Paolo Seghedoni, Lapam Confartigianato categoria Grafica e Comunicazione

REGGIO EMILIA – Lapam Confartigianato commenta lo sviluppo e l’utilizzo di strumenti di intelligenza artificiale che nel contesto lavorativo odierno stanno creando sempre più dibattito. «Uno strumento che agevola il lavoro, – ha affermato Paolo Seghedoni, presidente della categoria Grafica e Comunicazione per Lapam Confartigianato – ma che sicuramente non andrà a sostituire la creatività e il pensiero umani».

Come emerge da un’analisi elaborata dall’ufficio studi Lapam Confartigianato, in provincia di Reggio Emilia quasi 1.400 imprese (con 3 o più addetti) prevedono di innovare i loro sistemi informatici mediante l’acquisto o sviluppo di software, database e servizi per l’analisi dei dati. Le micro e piccole imprese reggiane, inoltre, prevedono 3.580 assunzioni, per cui sarà molto importante il possesso di competenze digitali 4.0: si tratta, nello specifico, di figure capaci di gestire le nuove tecnologie relative a big data analytics, internet of things e robotica, che rappresentano una quota pari al 12,5% delle entrate complessive nelle micro e piccole imprese.
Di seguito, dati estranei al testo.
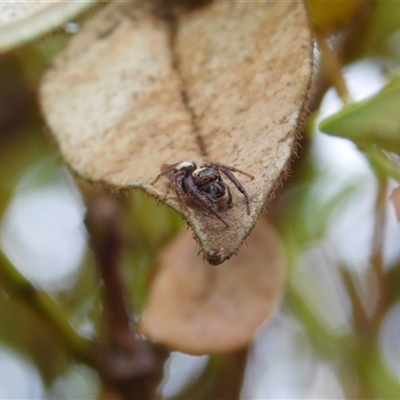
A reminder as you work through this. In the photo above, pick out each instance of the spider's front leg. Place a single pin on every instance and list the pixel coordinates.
(178, 179)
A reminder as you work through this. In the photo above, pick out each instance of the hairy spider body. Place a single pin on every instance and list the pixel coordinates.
(204, 185)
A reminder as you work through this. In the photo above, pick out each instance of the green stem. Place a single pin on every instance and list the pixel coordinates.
(46, 309)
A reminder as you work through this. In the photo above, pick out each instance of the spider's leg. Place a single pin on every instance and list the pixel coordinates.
(178, 179)
(204, 200)
(223, 167)
(229, 201)
(239, 186)
(158, 177)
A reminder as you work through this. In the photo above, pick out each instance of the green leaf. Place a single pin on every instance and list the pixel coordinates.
(374, 121)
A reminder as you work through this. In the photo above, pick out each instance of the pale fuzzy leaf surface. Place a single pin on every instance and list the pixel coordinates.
(141, 86)
(23, 21)
(198, 308)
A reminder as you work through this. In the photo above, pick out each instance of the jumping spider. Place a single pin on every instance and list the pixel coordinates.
(205, 184)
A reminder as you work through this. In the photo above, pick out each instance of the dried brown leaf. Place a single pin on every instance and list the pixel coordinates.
(198, 308)
(141, 86)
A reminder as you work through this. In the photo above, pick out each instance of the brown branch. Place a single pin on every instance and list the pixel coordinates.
(124, 361)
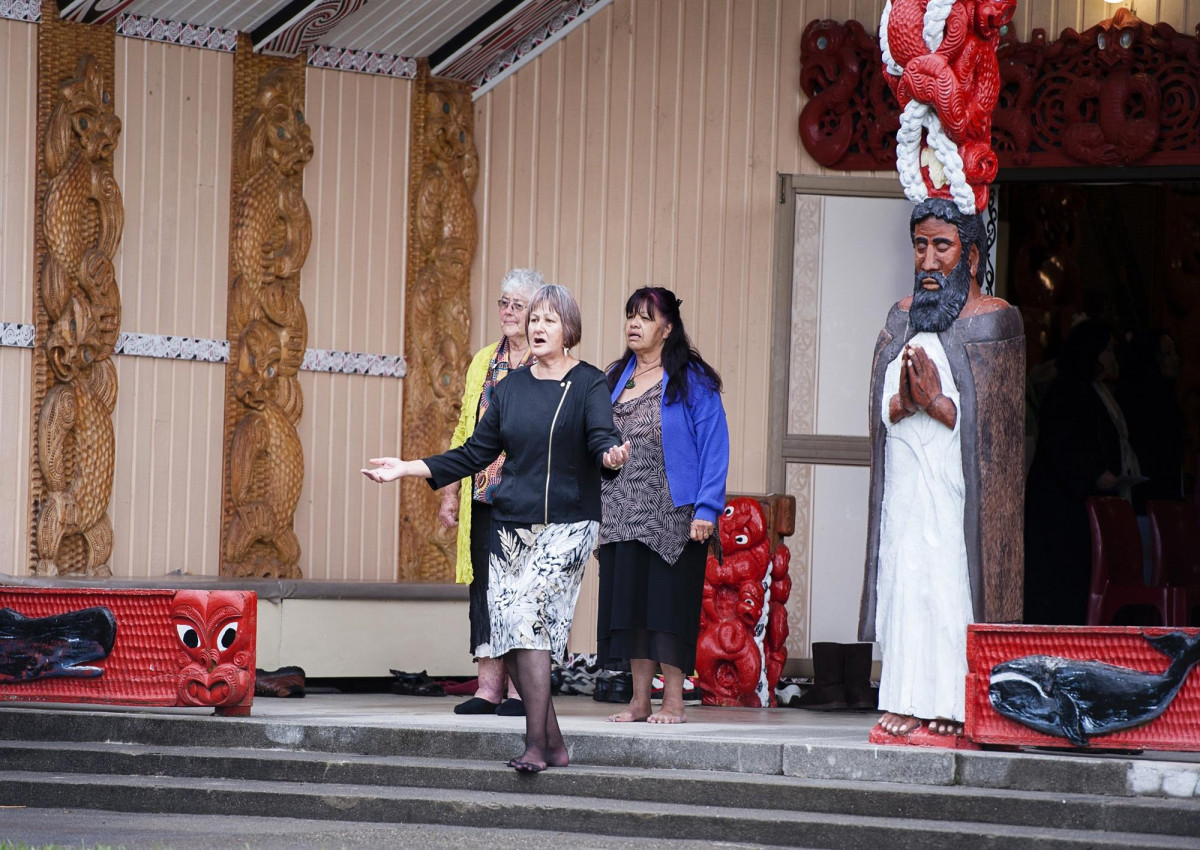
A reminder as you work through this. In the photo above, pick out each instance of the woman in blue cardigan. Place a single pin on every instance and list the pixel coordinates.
(660, 513)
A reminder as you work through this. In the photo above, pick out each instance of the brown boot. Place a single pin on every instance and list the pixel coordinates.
(282, 682)
(827, 692)
(856, 670)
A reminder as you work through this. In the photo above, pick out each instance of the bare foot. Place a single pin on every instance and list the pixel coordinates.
(669, 716)
(630, 716)
(898, 724)
(942, 726)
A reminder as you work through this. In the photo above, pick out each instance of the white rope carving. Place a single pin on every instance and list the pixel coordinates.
(918, 118)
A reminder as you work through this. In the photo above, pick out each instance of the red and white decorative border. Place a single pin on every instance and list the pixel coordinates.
(364, 61)
(175, 33)
(16, 335)
(22, 10)
(516, 40)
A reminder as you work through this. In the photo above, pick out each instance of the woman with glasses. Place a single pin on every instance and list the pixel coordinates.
(471, 507)
(553, 423)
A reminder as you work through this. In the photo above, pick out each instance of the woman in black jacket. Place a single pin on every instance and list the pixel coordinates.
(553, 423)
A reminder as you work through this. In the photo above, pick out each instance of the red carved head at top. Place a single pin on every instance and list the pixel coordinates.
(216, 640)
(743, 525)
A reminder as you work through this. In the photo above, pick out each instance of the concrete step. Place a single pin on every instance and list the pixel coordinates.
(521, 810)
(995, 807)
(813, 759)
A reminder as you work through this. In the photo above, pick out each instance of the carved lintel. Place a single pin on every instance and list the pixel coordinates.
(442, 245)
(270, 234)
(77, 306)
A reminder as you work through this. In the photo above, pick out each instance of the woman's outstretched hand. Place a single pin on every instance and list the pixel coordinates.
(617, 455)
(387, 470)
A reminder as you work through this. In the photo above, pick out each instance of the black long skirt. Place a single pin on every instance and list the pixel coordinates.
(648, 608)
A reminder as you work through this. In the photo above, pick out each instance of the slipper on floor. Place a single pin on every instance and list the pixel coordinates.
(511, 707)
(475, 705)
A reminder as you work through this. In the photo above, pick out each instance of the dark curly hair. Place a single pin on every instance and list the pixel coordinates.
(678, 354)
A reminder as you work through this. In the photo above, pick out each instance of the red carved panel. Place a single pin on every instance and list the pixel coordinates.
(743, 624)
(1122, 93)
(988, 645)
(150, 663)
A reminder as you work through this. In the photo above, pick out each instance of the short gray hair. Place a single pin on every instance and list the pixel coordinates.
(522, 282)
(562, 301)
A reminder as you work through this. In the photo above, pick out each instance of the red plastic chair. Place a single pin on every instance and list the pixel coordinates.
(1117, 564)
(1175, 540)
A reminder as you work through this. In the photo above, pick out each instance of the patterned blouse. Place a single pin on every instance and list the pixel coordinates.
(637, 502)
(484, 484)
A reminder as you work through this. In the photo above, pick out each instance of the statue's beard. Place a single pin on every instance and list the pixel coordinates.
(935, 310)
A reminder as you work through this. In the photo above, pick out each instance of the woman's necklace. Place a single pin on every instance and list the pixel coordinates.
(631, 383)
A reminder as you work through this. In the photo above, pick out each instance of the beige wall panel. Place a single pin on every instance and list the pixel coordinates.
(353, 291)
(348, 527)
(16, 366)
(18, 127)
(173, 167)
(166, 502)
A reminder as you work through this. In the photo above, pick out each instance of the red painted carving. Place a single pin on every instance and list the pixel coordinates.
(852, 117)
(743, 626)
(1121, 93)
(1167, 672)
(151, 662)
(959, 79)
(217, 647)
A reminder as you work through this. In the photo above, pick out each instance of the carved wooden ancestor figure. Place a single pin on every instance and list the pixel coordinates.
(438, 321)
(271, 234)
(82, 222)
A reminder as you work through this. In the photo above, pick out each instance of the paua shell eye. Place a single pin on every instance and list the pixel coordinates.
(227, 636)
(189, 635)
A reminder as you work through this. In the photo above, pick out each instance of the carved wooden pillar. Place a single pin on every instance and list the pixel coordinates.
(442, 239)
(77, 306)
(270, 234)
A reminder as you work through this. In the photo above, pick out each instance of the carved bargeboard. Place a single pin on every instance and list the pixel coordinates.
(77, 307)
(442, 245)
(270, 235)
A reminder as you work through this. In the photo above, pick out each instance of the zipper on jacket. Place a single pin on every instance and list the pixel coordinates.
(550, 448)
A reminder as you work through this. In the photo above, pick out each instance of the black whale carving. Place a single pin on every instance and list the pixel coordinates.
(54, 647)
(1079, 700)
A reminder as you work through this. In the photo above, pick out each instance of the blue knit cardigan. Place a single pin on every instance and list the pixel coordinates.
(695, 444)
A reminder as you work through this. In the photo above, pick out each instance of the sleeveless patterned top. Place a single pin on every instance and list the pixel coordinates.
(637, 502)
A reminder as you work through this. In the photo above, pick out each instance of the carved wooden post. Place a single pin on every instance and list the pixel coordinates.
(77, 306)
(442, 239)
(270, 233)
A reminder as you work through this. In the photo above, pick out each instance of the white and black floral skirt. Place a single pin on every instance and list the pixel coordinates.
(534, 579)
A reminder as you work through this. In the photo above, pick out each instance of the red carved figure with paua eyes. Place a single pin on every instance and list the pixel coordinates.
(216, 647)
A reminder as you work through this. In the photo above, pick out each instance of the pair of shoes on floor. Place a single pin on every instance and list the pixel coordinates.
(690, 692)
(478, 705)
(615, 688)
(282, 682)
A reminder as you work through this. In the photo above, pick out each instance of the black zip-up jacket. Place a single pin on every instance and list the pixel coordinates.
(553, 435)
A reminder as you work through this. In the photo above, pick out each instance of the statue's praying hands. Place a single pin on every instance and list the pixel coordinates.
(921, 389)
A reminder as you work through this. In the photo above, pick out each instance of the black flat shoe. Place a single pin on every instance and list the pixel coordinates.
(475, 705)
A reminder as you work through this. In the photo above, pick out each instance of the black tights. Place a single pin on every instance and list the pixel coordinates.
(529, 670)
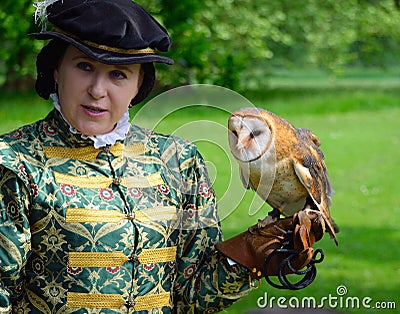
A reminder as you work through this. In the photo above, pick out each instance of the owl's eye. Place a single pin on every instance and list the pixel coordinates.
(255, 133)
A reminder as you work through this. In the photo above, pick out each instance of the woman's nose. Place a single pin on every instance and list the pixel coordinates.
(98, 87)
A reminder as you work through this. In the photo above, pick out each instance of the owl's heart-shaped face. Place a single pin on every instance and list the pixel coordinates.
(249, 137)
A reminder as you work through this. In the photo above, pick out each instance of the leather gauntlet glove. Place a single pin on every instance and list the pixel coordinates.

Di queste, però, più di un’assunzione su due (precisamente il 59,8%) risulta di difficile reperimento.

«La transizione digitale – sottolinea e conclude Seghedoni – va supportata con interventi a misura di piccola impresa per sostenere gli investimenti in tecnologie 4.0. Di pari passo è importante investire nella formazione e creare consapevolezza nell’utilizzo di questi strumenti nei lavoratori. Come detto precedentemente, ogni strumento tecnologico, e a maggior ragione anche i nuovi dispositivi di intelligenza artificiale, sono il frutto di un’evoluzione del tempo in grado di aiutare, e non rimpiazzare, i lavoratori nei processi operativi più complicati e che possono essere automatizzati, in grado, così, di provare a risolvere, o quanto meno arginare, pure il problema della carenza di manodopera. Ma la fantasia, il knowhow e le capacità di chi si occupa di comunicazione e degli artigiani difficilmente saranno mai messi in discussione da strumenti tecnologici».